Post 483’s beginnings go back to the Spanish-American War. Nashua men who served in the brief conflict began gathering at a small East Pearl Street building that once housed a public kindergarten.

Then came the “Great War” – World War I – the armistice of which brought hundreds of Nashua soldiers home. Many began joining their Spanish-American War comrades to share spirits and spirted tales of war, a bond that grew into the first incarnation of a local Veterans of Foreign Wars post.

When it was “mustered,” or organized, in August 1920, the membership of Post 483 – so named because it was America’s 483rd VFW post to organize – was a mix of Spanish-American War and World War I veterans.

A bronze plaque displayed just outside the front doors of 2 Quincy St. commemorates the 1929 dedication. Mayor William F. Sullivan and Cmdr. Edward Leblanc are listed, along with Board of Aldermen President Henry Legasse.

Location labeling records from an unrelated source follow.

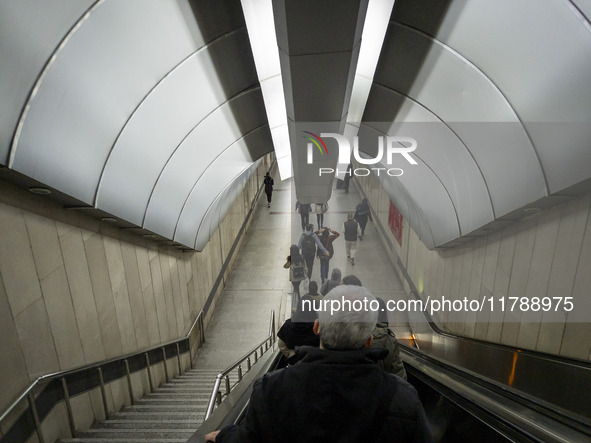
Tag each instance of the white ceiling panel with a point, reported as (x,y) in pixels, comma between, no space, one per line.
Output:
(29,33)
(197,152)
(539,55)
(159,125)
(93,86)
(219,208)
(230,164)
(444,155)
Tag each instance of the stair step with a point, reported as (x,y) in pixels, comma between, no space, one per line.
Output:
(118,440)
(153,424)
(172,401)
(170,414)
(173,389)
(139,416)
(145,433)
(170,408)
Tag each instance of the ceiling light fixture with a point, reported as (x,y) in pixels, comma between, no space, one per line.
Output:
(260,25)
(40,190)
(376,23)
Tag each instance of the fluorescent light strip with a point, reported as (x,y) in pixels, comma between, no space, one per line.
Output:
(372,39)
(261,32)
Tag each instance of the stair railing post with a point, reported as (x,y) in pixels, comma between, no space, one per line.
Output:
(69,408)
(164,363)
(227,385)
(178,357)
(129,386)
(149,370)
(35,418)
(103,393)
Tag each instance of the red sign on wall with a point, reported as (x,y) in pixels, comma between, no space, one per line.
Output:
(395,222)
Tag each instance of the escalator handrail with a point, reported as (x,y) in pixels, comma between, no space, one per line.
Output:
(502,402)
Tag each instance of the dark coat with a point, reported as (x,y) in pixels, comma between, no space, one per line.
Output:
(331,396)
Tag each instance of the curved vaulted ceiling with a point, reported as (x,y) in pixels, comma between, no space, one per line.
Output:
(152,110)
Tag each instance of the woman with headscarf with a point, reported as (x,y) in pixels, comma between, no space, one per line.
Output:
(298,330)
(362,214)
(326,236)
(335,280)
(298,271)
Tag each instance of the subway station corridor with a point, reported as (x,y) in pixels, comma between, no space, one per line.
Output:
(141,270)
(259,283)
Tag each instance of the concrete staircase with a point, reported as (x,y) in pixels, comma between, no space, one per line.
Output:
(171,414)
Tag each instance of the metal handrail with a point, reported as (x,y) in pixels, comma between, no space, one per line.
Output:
(238,364)
(61,374)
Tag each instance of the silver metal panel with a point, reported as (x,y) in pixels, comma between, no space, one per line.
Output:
(219,208)
(168,114)
(459,94)
(539,56)
(30,30)
(407,206)
(173,109)
(197,152)
(225,169)
(443,154)
(428,193)
(94,85)
(584,6)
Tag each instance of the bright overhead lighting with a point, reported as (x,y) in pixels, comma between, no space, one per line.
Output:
(260,24)
(372,39)
(40,191)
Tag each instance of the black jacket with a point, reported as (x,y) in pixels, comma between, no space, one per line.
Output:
(331,396)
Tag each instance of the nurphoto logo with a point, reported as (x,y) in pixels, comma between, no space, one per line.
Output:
(387,145)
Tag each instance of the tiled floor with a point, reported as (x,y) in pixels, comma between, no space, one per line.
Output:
(259,283)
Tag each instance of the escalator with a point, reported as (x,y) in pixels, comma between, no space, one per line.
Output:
(464,406)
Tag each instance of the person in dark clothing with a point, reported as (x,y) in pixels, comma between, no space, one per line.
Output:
(351,280)
(384,337)
(298,331)
(308,242)
(362,214)
(313,291)
(297,268)
(352,232)
(268,181)
(347,178)
(335,393)
(335,280)
(326,236)
(304,210)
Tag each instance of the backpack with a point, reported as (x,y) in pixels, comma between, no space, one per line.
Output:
(305,208)
(308,245)
(298,270)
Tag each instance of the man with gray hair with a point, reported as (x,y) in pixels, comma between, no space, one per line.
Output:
(335,393)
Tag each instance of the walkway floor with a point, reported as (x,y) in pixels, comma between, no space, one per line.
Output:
(258,282)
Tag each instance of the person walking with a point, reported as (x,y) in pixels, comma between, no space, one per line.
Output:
(335,280)
(352,232)
(362,214)
(320,209)
(297,269)
(268,181)
(308,243)
(326,236)
(336,392)
(347,178)
(304,210)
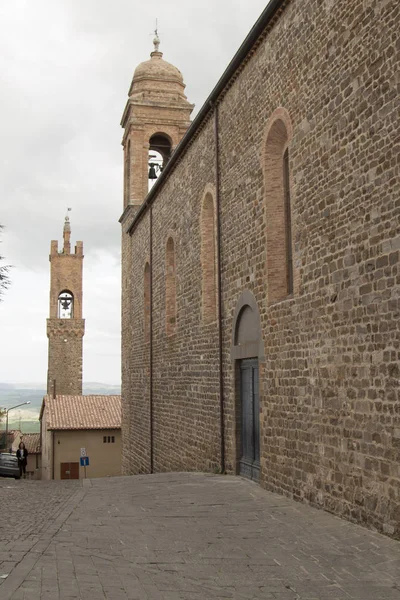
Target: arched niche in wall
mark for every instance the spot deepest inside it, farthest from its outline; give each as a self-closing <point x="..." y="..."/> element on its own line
<point x="247" y="339"/>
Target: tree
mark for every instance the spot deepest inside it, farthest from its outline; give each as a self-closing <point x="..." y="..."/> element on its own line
<point x="4" y="274"/>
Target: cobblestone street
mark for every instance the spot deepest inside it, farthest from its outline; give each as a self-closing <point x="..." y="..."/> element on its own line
<point x="183" y="537"/>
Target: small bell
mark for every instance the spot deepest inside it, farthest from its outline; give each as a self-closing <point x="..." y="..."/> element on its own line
<point x="152" y="171"/>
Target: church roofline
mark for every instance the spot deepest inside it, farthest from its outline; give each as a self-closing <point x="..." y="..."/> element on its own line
<point x="244" y="50"/>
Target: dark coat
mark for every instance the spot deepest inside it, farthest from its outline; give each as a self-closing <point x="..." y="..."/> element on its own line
<point x="22" y="454"/>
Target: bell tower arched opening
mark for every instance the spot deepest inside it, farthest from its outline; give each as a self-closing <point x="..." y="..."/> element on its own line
<point x="155" y="119"/>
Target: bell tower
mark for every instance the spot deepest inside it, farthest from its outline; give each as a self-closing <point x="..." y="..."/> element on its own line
<point x="156" y="116"/>
<point x="65" y="327"/>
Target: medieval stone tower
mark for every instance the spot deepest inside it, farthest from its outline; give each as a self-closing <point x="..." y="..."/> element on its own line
<point x="155" y="118"/>
<point x="65" y="327"/>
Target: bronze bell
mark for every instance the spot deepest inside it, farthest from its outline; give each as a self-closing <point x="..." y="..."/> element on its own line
<point x="152" y="171"/>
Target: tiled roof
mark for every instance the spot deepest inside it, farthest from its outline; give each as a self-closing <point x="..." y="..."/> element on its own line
<point x="82" y="412"/>
<point x="32" y="442"/>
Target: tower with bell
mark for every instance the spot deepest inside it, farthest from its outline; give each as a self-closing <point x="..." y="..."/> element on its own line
<point x="156" y="116"/>
<point x="65" y="326"/>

The program included “a stirring address on behalf of the veterans” by honorary VFW member Thomas J. Dowd, according to The Telegraph story. Capt. Nelson Gendron led the Pledge of Allegiance.

Gertrude Batchelder sang “Grateful, Oh Lord,” and four guys calling themselves The Nashua Male Quartet did proud a rendition of “Nearer My God to Thee.”

Palmer, meanwhile, thinks about VFW members such as Louis Prince, who has shared laughs and tears with fellow veterans at 2 Quincy St. for more than 60 years. He also recalls the post’s final New Year’s Eve party at its longtime home.

“I’d say there was a strong sense of sentimentality that night,” Palmer said. “When we got around to singing “Auld Lang Syne,” I think everybody was getting a little choked up.”